Nach einer von Flugabsagen, wetterbedingten Verspätungen, Flugumbuchungen und Gepäckverlust geprägten Anreise haben es Beatrix und Joachim doch noch in voller Laufausrüstung an die Startlinie geschafft. Nach einer nicht optimal verlaufenden Vorbereitung hatte Beatrix sich als persönliches Ziel vorgegeben, die Strecke vor Zielschluss, also in unter 12 Stunden, zu schaffen. Sie schloss sich dazu der 11:30h-Gruppe an und profitierte dabei nicht nur von der Erfahrung der vier „Tempomacher“, sondern insbesondere auch von der guten Stimmung, die diese stets verbreiteten (einer hatte sogar ein Tambourin dabei). Interessant sind auch die Strategien, die die Zielzeitläufer beim Comrades Marathon aufbieten. So gibt es Intervalle mit 10 Sekunden (!) gehen und 10 Sekunden laufen. Bemerkenswert ist beim Comrades Marathon auch die große Anzahl von Zuschauern entlang der Strecke. Kurz nach dem Start nimmt man beim Durchlaufen der Vororte von Pietermartizburg amüsiert wahr, wie viele Menschen sich am Sonntag zu früher Stunde im Bademantel vor die Tür begeben, um die Laufenden singend und tanzend anzufeuern. In jeder Stadt und in jedem Dorf, dass man in Richtung Durban passiert, stehen die Leute dicht gedrängt und unterstützen die Läuferinnen und Läufer. Das beschränkt sich nicht auf bloßes Anfeuern: es werden zusätzlich zur offiziellen Verpflegung und Betreuung Getränke, Essen (gekochte Kartoffeln mit Salz) und auch Massagen bzw. Eisspray angeboten. Nach einer solchen Verpflegung hat Beatrix leider die 11:30h-Gruppe „verloren“. Allerdings war das Rennen zu diesem Zeitpunkt schon so weit fortgeschritten und Beatrix fühlte sich noch gut, so dass es kein Problem war, allein ins Ziel zu kommen. Wie sehr viele Läuferinnen und Läufer befolgte auch Beatrix den Ratschlag, die Bergaufpassagen zu gehen. Im Flachen bzw. bergab lief sie dann wieder und verwaltete ihren „Vorsprung“ auf das Zeitlimit bis ins Ziel, dass sie nach 11:42:56 h (Position 3050 bei den Frauen und Position 473 in der AK) erreichte. Im Dunkeln gestartet, im Dunkeln angekommen und überglücklich: so lässt sich Beatrix Teilnahme am Comrades Marathon 2025 kurz zusammenfassen.

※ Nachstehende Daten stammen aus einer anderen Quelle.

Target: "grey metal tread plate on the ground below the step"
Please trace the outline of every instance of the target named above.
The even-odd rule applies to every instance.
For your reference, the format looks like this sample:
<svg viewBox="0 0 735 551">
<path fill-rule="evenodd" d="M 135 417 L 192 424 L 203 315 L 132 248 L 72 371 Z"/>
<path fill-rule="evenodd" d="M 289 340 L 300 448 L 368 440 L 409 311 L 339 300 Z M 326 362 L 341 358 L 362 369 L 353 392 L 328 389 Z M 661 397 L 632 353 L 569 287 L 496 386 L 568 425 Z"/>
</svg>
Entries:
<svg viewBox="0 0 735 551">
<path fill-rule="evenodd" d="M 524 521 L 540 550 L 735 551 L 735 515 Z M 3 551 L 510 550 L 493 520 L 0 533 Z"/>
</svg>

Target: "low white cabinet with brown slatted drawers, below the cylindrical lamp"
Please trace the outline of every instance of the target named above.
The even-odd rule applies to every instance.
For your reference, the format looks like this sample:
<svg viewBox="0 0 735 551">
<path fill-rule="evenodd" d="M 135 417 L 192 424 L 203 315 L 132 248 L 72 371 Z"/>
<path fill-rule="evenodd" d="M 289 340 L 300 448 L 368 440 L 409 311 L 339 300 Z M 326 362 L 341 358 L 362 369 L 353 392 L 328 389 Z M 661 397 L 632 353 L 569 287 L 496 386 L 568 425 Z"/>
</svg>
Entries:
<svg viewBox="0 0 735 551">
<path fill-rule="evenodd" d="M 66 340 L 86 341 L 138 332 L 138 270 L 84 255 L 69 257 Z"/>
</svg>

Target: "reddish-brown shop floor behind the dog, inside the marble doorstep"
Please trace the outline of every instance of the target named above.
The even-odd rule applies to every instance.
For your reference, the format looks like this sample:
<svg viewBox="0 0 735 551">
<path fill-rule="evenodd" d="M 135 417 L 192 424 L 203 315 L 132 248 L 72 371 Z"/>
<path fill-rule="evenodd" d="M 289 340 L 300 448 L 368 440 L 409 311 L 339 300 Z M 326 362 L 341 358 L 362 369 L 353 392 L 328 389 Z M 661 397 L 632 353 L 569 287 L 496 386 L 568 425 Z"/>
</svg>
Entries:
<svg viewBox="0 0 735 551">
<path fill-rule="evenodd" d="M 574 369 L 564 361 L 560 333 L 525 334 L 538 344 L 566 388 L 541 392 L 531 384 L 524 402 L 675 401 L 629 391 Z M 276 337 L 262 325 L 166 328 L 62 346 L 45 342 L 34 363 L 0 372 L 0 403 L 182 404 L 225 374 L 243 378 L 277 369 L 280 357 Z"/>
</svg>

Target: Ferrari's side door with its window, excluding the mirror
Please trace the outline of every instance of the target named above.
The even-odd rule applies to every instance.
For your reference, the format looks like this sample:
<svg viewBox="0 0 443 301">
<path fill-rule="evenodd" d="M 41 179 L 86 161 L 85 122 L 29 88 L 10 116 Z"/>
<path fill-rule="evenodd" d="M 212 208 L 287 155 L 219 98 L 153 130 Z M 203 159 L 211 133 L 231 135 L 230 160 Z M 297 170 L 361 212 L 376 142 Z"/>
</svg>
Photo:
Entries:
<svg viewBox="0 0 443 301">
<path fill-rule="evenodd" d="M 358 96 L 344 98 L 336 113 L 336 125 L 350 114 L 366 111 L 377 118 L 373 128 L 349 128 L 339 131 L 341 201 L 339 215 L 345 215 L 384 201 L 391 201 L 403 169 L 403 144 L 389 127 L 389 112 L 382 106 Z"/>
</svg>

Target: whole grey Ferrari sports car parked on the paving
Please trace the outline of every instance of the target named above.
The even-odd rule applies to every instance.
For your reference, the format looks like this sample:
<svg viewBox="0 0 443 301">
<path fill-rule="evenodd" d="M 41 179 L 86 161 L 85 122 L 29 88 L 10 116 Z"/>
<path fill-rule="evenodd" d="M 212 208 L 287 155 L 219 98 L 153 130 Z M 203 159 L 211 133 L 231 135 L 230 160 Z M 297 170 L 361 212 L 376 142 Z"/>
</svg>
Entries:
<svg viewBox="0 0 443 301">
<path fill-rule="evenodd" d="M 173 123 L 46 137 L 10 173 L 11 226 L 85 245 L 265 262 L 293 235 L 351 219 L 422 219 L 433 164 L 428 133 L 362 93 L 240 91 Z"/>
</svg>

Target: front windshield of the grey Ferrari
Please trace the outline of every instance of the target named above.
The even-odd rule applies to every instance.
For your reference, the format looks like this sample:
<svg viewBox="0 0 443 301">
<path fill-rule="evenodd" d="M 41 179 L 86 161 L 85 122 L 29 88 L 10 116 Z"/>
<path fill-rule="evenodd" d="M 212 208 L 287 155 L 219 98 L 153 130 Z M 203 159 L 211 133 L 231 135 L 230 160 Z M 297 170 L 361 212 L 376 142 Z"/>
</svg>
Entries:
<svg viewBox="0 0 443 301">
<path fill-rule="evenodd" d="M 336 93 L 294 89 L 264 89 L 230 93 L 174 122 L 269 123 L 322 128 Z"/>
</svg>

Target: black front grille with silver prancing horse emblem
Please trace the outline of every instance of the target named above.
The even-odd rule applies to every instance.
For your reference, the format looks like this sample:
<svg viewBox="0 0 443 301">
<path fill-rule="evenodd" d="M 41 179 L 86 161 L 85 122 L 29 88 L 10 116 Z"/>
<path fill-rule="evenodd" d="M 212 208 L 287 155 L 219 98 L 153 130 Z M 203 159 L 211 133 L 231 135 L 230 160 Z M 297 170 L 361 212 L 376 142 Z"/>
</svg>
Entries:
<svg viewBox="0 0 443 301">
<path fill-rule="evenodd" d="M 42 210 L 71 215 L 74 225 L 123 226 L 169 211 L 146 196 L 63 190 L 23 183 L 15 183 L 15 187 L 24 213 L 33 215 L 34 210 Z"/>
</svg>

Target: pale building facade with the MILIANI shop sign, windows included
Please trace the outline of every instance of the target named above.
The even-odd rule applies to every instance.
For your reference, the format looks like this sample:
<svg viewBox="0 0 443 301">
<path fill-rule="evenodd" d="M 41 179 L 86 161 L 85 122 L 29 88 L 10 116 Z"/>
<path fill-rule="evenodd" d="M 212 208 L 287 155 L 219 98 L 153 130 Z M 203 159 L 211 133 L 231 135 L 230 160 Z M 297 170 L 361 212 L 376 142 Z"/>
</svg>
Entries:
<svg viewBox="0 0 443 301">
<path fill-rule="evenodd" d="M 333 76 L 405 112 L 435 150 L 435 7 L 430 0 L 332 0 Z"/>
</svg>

Für Joachim war klar, dass sein Knie irgendwann gegen die aufgezwungene Belastung rebellieren würde. So befreite er sich von allen Zwängen, eine bestimmte Zeit erreichen zu wollen. Als nach 30 km das rechte Knie bereits angeschwollen war, ging es „nur“ noch darum, die restlichen 60 Kilometer irgendwie zu bewältigen. Glücklicherweise war Joachim noch in der Lage, die Bergabpassagen zu laufen. Dank des Eissprays der offiziellen und inoffiziellen Helfer und dem gelenkschonenden „Traben“ gelang es auch Joachim, den Zielbogen in Durban in der Zeit von 9:47:45 h zu passieren (Platz 6043 Overall und Platz 684 in der AK).
Zu diesem Zeitpunkt waren die Siegerin Gerda Steyn in 5:51:19 h und der Sieger Tete Dijana in 5:25:28 h längst geduscht. Beide Leistungen sind noch höher zu bewerten, wenn man sich vor Augen führt, dass Tete Dijana durchschnittlich eine Marathonzeit von ca. 2:32 h auf 90 km gelaufen ist und Gerda Steyn entsprechend ca. 2:45 h! Besondere Erwähnung verdient auch der 83-jährige Südafrikaner Johannes Mosehla, der das Ziel in 11:47h erreichte und zu Recht mit tosendem Applaus empfangen wurde.
Noch eine abschließende Bemerkung zu den Zuschauern und ihrem speziellen Humor. Wenn man nach einem Kilometer mit „almost there“ angefeuert wird, fragt man sich, wie „nett“ das wirklich gemeint ist! Auf Plakaten, die auf den Bergabpassagen mehrfach zu sehen waren, stand (sinngemäß), dass Zehnägel nur etwas für „looser“ wären. Einen Tag nach dem Lauf hat sich dann herausgestellt, dass Beatrix und Joachim nicht zur Kategorie „looser“ gehören.